Burger King is serving a version of its signature sandwich made from cows that spew less methane, a nasty greenhouse gas that’s contributing to climate change.
The cows that produce the special patties — which go on sale in five cities Tuesday — are fed with a special diet that the Restaurant Brands International-owned chain developed in an effort to lighten its environmental footprint.
Burger King’s research in collaboration with scientists from the Autonomous University at the State of Mexico and the University of California, Berkeley yielded a simple secret: Adding 100 grams of lemongrass leaves to cows’ daily diet in the last four months of their lives can cut the amount of methane they fart, burp and poop into the air by up to a third.
The fast-food giant said it’s making its findings public so other companies can slash methane emissions, a crucial step in curbing climate change. Livestock account for 14.5 percent of the world’s total greenhouse gas emissions, according to the United Nations Food and Agriculture Organization.
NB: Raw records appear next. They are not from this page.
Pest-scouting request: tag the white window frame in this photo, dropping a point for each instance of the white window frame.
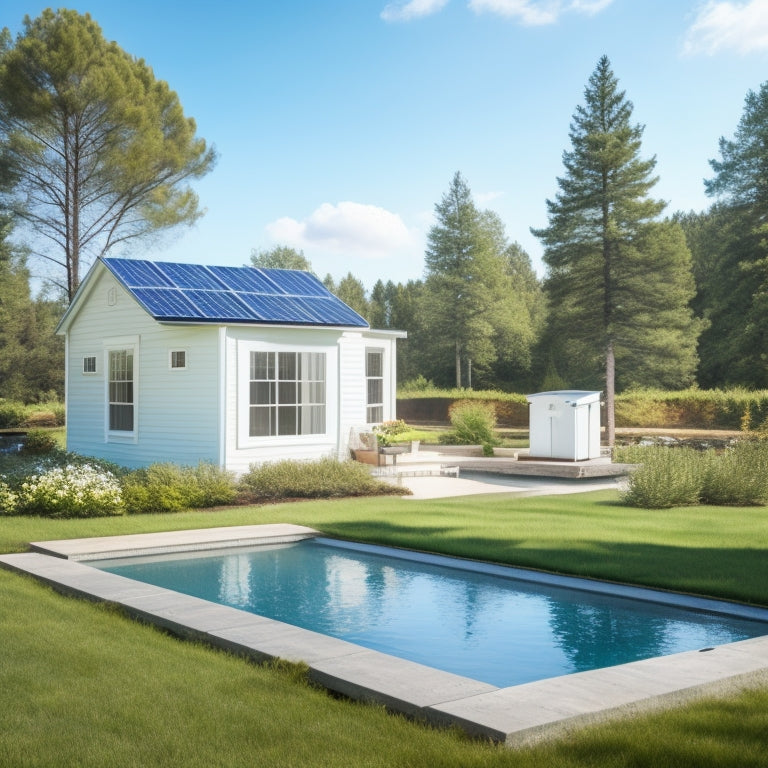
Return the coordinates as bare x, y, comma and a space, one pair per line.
171, 353
370, 405
244, 438
124, 344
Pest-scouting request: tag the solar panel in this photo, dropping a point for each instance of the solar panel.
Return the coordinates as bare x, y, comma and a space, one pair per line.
177, 292
279, 309
297, 283
247, 279
135, 273
167, 304
332, 311
220, 305
191, 276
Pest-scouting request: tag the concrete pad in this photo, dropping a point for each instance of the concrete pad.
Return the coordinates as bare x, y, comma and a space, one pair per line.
99, 548
401, 685
476, 483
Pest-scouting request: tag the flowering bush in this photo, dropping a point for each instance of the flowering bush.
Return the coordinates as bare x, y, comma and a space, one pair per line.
74, 490
8, 499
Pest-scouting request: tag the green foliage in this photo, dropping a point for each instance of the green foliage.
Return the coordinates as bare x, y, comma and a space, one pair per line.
74, 490
667, 477
280, 257
99, 151
475, 310
673, 476
731, 254
390, 431
739, 476
12, 413
39, 442
167, 487
8, 499
474, 422
619, 283
323, 478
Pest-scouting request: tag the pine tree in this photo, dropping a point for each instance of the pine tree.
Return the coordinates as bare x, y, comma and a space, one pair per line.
100, 152
738, 339
606, 261
474, 314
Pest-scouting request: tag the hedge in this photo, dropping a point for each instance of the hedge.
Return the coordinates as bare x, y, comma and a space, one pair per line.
736, 409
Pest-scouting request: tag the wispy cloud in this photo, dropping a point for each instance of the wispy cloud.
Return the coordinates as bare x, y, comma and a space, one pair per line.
405, 10
538, 12
718, 26
367, 231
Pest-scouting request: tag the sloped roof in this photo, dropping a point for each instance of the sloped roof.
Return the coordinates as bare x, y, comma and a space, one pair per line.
172, 292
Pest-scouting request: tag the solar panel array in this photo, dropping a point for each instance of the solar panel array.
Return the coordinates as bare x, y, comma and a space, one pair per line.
196, 293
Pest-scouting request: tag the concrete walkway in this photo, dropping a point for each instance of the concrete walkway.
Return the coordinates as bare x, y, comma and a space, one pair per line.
516, 715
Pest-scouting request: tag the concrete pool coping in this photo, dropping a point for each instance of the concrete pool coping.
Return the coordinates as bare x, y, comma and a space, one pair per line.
516, 715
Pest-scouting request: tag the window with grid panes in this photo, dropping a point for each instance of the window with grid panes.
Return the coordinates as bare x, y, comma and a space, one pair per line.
374, 384
287, 394
121, 390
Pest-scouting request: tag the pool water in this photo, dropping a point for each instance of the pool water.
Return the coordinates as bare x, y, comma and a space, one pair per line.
492, 628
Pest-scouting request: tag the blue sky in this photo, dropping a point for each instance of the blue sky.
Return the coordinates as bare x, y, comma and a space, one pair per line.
340, 123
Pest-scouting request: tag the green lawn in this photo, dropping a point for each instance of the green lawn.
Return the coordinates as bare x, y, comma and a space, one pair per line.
80, 684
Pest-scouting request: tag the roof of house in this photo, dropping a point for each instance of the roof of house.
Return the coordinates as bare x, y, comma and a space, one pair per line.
172, 292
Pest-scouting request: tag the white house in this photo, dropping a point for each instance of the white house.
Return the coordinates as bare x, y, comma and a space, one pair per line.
231, 365
565, 425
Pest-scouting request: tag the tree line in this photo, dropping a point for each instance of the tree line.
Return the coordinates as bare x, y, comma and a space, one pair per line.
95, 153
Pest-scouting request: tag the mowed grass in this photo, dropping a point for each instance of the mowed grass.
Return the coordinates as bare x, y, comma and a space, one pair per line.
82, 685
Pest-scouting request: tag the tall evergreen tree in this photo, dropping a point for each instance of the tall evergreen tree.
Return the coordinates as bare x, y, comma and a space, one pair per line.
739, 297
100, 151
605, 259
472, 310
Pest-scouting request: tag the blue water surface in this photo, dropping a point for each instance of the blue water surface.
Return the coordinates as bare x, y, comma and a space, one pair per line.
496, 629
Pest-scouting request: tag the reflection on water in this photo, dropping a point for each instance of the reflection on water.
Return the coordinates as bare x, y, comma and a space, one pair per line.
490, 628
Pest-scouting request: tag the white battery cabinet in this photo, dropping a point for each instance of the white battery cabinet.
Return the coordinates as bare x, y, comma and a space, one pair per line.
565, 425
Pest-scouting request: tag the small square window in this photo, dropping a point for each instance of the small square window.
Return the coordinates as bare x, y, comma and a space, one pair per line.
178, 359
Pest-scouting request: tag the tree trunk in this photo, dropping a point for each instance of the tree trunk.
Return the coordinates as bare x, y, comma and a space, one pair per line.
610, 378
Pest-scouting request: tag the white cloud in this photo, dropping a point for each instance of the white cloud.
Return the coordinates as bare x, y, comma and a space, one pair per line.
487, 197
742, 27
411, 9
537, 12
361, 230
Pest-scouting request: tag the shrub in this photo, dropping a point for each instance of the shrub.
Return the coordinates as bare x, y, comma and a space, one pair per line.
12, 414
8, 499
38, 442
667, 477
739, 476
474, 422
74, 490
323, 478
167, 487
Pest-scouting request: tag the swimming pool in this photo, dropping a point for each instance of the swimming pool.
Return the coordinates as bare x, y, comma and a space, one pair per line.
488, 623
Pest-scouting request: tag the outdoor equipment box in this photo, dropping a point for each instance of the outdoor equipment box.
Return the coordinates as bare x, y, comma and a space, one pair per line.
565, 425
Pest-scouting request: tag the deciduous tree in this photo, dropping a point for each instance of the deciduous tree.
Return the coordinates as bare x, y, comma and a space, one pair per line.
280, 257
99, 151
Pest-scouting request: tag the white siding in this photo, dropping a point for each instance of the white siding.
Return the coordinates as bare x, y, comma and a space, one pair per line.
176, 410
352, 388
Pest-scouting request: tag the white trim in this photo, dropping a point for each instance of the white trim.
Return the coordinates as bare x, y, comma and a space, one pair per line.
244, 439
118, 344
95, 358
175, 351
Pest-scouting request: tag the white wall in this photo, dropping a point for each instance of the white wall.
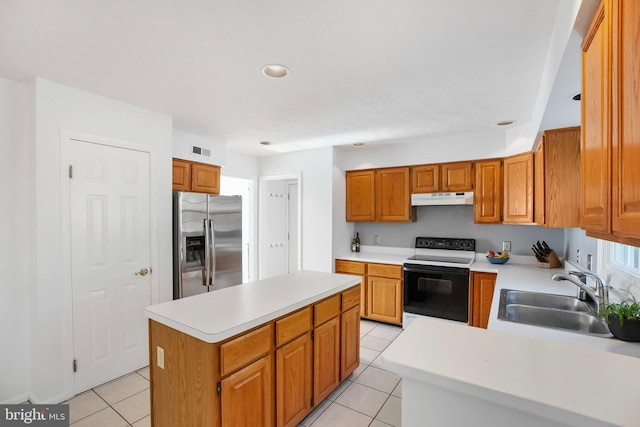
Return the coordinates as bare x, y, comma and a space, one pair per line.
59, 108
15, 183
315, 167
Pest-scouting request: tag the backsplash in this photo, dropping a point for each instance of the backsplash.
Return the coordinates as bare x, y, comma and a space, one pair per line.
457, 221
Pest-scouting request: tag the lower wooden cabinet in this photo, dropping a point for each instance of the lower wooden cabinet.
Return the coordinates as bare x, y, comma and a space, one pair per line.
274, 374
349, 351
247, 396
481, 289
293, 381
326, 359
382, 289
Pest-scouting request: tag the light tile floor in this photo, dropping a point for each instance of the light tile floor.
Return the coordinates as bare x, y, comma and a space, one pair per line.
370, 396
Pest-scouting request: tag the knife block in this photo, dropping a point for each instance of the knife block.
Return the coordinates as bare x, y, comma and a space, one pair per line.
551, 261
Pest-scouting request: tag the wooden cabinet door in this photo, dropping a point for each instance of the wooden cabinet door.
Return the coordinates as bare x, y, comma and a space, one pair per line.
626, 112
481, 295
247, 396
326, 359
384, 299
181, 173
595, 152
518, 189
488, 192
393, 195
293, 381
557, 179
425, 179
361, 195
457, 176
205, 178
349, 342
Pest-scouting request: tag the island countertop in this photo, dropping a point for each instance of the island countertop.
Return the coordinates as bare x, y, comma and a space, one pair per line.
570, 384
218, 315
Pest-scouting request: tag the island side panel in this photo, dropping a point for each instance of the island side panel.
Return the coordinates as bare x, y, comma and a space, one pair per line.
184, 392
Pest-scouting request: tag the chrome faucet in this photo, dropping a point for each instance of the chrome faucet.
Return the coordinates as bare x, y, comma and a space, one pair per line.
601, 296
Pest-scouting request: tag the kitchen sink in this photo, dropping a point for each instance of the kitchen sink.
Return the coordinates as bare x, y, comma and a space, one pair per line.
550, 311
536, 299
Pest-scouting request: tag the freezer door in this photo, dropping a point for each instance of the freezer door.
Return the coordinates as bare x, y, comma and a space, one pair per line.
189, 245
225, 213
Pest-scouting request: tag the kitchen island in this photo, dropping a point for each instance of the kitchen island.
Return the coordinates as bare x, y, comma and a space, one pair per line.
454, 375
261, 353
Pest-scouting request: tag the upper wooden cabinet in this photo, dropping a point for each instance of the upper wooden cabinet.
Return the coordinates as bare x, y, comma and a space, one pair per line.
393, 195
488, 192
596, 145
379, 195
197, 177
457, 176
425, 179
518, 189
557, 179
361, 195
451, 177
625, 129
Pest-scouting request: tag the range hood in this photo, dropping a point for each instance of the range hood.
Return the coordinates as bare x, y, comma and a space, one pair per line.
440, 199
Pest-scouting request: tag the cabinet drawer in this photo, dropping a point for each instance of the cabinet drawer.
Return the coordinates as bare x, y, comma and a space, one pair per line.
385, 270
326, 310
350, 297
293, 326
242, 350
351, 267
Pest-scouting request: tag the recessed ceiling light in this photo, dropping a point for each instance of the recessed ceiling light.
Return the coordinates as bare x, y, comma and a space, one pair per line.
275, 70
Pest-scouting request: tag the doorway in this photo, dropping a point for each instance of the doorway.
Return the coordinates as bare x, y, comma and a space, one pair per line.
280, 222
110, 259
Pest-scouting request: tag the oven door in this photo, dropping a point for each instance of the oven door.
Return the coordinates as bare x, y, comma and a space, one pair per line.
437, 291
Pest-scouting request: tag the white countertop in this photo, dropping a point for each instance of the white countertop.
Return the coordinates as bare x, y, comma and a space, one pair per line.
218, 315
574, 384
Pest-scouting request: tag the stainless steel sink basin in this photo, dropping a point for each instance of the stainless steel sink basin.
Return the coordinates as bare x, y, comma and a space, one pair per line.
550, 311
560, 302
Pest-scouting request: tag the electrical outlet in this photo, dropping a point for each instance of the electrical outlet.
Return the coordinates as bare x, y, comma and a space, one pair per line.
160, 357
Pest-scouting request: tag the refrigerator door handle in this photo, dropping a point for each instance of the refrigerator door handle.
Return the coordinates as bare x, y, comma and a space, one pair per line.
212, 254
205, 270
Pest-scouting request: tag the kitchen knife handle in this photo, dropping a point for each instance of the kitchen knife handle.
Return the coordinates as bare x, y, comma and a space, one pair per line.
205, 271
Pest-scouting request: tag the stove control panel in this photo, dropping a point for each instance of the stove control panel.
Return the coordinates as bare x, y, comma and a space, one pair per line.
446, 243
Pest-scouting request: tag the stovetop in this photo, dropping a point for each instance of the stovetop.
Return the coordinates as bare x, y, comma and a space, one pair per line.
447, 252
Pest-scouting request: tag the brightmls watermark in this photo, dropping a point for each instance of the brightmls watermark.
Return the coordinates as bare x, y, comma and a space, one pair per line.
34, 415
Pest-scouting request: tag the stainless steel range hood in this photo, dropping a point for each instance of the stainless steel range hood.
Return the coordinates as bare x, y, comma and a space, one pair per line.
440, 199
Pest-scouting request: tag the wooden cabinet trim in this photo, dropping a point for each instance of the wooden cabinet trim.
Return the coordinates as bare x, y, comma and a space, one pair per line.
240, 351
293, 326
326, 310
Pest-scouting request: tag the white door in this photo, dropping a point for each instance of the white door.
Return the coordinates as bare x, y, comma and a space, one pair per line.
110, 257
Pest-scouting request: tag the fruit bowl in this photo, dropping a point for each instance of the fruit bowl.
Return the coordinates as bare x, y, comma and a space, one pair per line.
494, 260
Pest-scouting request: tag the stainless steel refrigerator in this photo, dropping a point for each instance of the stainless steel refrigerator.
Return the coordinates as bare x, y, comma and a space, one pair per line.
207, 243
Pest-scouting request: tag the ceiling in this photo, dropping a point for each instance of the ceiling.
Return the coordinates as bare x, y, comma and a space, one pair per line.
372, 71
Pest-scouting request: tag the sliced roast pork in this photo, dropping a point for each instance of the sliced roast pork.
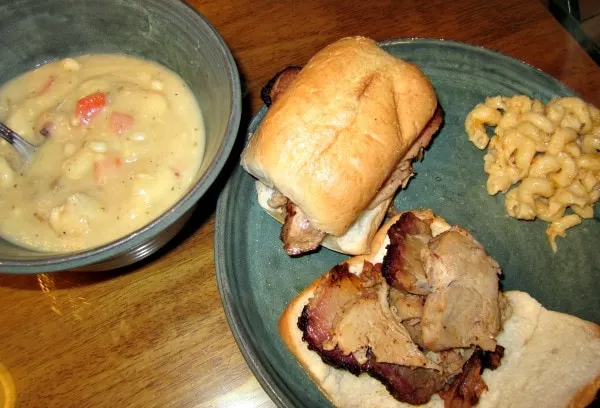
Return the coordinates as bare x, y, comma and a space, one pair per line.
297, 233
402, 265
463, 308
349, 324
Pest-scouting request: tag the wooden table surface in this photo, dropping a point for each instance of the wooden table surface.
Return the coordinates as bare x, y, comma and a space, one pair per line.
155, 335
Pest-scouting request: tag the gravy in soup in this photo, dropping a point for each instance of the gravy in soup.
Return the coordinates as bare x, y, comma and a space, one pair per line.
122, 140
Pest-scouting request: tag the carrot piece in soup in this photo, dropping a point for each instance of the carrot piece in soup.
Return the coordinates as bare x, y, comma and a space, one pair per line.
120, 122
89, 105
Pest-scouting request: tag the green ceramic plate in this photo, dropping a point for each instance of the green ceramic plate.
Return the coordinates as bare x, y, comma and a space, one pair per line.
257, 279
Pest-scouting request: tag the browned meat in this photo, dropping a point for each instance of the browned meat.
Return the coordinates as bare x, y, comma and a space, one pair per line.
399, 177
403, 172
407, 384
297, 233
347, 325
277, 200
402, 265
278, 84
404, 305
466, 387
462, 309
337, 289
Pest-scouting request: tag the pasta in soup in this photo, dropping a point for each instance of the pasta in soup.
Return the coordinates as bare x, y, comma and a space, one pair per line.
121, 141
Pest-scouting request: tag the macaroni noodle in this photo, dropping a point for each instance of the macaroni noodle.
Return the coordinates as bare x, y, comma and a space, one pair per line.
552, 151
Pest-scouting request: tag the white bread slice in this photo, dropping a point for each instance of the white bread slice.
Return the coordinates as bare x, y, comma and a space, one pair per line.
551, 359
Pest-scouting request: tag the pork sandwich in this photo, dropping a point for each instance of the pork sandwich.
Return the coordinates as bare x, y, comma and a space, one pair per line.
337, 142
421, 321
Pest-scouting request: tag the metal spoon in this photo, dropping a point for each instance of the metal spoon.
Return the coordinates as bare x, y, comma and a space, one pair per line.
22, 146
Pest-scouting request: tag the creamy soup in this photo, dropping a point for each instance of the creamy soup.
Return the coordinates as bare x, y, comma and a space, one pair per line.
121, 141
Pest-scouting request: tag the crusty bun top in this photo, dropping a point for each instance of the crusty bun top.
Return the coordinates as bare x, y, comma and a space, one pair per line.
340, 130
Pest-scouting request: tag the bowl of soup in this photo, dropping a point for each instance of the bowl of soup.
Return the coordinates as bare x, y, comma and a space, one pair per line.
134, 106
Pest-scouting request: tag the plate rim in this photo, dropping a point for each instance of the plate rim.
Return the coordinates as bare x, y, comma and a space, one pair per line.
255, 365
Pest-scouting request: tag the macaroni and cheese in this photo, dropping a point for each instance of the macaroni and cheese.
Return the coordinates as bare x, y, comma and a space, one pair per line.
552, 151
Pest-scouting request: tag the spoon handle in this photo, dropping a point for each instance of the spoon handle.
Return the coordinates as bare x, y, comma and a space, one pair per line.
22, 146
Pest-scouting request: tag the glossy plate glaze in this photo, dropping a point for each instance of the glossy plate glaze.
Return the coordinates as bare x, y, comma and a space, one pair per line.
257, 279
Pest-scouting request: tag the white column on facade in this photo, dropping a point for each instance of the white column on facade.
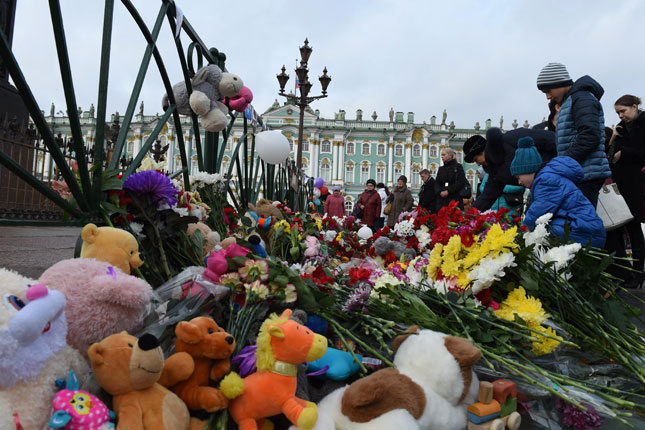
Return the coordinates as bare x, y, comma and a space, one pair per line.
408, 157
341, 161
424, 153
390, 161
334, 158
138, 142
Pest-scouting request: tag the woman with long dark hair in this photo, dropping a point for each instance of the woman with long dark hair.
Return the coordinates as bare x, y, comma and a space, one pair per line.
627, 158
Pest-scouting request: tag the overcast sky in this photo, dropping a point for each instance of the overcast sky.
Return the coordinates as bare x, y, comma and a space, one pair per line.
476, 59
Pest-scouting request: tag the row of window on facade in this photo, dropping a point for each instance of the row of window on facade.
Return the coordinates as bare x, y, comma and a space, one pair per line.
366, 148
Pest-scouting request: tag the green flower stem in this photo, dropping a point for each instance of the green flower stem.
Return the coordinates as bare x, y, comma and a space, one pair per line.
349, 349
365, 346
565, 380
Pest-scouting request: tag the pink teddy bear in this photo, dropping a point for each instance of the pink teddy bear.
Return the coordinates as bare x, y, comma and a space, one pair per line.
313, 246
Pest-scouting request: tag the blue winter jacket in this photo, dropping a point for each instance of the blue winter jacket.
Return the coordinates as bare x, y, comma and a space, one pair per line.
554, 191
580, 128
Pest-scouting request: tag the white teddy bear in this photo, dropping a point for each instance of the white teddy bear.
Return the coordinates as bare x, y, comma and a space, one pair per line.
210, 85
431, 388
33, 351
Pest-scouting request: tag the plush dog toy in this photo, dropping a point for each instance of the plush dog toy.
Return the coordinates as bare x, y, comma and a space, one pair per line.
112, 245
431, 388
129, 368
210, 85
101, 299
281, 345
33, 351
209, 348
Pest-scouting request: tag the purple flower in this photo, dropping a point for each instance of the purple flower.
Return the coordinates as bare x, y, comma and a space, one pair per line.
358, 299
246, 360
154, 186
576, 418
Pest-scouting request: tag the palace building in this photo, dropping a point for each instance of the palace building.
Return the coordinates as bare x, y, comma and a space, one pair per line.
343, 151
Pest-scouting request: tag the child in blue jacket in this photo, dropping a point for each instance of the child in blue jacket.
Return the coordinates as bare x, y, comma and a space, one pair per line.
553, 190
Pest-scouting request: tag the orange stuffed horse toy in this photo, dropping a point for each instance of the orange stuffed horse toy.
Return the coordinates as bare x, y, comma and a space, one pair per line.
282, 344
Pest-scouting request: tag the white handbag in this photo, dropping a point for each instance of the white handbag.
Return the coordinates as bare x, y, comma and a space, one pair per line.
612, 208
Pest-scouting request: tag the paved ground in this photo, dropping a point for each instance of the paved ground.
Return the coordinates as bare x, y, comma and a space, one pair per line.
31, 250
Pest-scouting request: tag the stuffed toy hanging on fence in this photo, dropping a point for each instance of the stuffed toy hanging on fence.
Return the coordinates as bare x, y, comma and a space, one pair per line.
282, 345
210, 85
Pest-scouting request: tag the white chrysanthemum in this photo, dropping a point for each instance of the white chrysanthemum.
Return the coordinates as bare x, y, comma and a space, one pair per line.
441, 286
489, 270
136, 228
536, 237
561, 255
202, 178
330, 235
181, 211
404, 228
544, 219
423, 236
414, 276
386, 280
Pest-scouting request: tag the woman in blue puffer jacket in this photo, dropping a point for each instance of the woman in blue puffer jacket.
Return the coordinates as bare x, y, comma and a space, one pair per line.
554, 190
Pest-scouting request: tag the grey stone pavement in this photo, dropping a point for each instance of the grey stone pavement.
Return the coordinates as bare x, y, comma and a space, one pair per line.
31, 250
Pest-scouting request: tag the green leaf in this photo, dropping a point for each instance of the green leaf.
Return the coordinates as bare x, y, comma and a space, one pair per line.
111, 184
111, 207
614, 312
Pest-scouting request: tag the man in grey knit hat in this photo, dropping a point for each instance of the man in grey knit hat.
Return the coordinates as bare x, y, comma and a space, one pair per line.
580, 124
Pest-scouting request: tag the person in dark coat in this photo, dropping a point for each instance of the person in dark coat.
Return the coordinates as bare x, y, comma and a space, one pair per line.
427, 196
495, 153
580, 124
401, 199
627, 158
554, 190
451, 180
370, 202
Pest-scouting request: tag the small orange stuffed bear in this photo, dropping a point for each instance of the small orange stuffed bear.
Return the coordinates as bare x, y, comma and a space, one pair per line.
129, 368
210, 348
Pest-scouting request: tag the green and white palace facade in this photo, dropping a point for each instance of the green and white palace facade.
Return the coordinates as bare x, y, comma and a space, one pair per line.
343, 151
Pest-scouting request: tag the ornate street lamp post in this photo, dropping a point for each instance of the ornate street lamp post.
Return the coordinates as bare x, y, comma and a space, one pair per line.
302, 101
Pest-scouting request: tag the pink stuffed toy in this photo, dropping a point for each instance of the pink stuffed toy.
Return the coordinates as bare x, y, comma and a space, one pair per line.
216, 265
101, 299
242, 100
313, 246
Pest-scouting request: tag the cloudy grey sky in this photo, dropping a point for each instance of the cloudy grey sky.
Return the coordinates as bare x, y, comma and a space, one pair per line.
476, 59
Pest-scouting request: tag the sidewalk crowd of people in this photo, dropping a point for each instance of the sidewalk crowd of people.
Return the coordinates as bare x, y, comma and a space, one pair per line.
564, 161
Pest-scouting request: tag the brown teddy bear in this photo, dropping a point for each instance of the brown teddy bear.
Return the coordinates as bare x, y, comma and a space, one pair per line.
266, 209
112, 245
210, 348
129, 368
211, 238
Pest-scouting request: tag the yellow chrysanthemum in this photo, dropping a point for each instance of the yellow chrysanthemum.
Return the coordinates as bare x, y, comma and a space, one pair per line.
544, 345
284, 226
463, 280
526, 307
434, 261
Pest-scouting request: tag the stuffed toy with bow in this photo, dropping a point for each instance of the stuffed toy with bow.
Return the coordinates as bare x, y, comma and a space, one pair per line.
210, 86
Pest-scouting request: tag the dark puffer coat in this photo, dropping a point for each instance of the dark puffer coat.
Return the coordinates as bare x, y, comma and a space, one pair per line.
580, 128
554, 191
451, 178
499, 153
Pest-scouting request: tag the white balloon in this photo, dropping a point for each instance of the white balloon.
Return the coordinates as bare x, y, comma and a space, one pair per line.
364, 232
272, 146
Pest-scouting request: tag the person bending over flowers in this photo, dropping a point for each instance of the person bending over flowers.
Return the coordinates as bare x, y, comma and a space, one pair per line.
554, 190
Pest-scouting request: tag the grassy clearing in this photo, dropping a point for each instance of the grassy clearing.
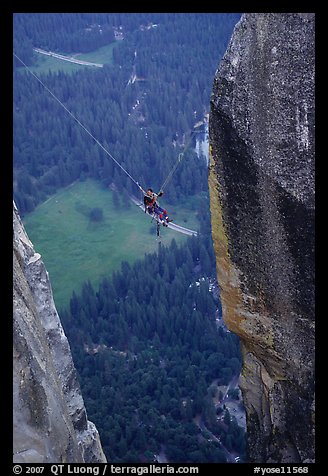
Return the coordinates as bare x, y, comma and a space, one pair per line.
45, 64
75, 249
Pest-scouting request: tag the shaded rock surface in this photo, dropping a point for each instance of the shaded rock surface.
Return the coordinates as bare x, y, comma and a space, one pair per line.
261, 179
49, 418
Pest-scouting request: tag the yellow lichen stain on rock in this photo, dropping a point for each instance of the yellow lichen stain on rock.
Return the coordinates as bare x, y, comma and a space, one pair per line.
231, 297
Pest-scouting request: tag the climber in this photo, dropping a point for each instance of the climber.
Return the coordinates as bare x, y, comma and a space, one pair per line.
152, 207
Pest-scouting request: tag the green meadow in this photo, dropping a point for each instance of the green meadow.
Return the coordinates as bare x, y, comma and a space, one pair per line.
75, 249
45, 64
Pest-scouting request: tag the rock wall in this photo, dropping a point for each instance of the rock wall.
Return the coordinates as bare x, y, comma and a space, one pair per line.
49, 418
261, 180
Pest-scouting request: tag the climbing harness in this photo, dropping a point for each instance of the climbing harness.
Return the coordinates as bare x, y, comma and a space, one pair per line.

“This an open source approach to a real problem,” Fernando Machado, global chief marketing officer at Restaurant Brands International, said in a statement. “If the whole industry, from farmers, meat suppliers, and other brands join us, we can increase scale and collectively help reduce methane emissions that affect climate change.”
The “Reduced Methane Emissions Beef Whopper” will be available while supplies last at five Burger King restaurants in New York, Los Angeles, Austin, Miami and Portland, Oregon.
Burger King has also rolled out a meatless Whopper made with patties from Impossible Foods, which says its product generates 89 percent fewer greenhouse gas emissions than ground beef from cows.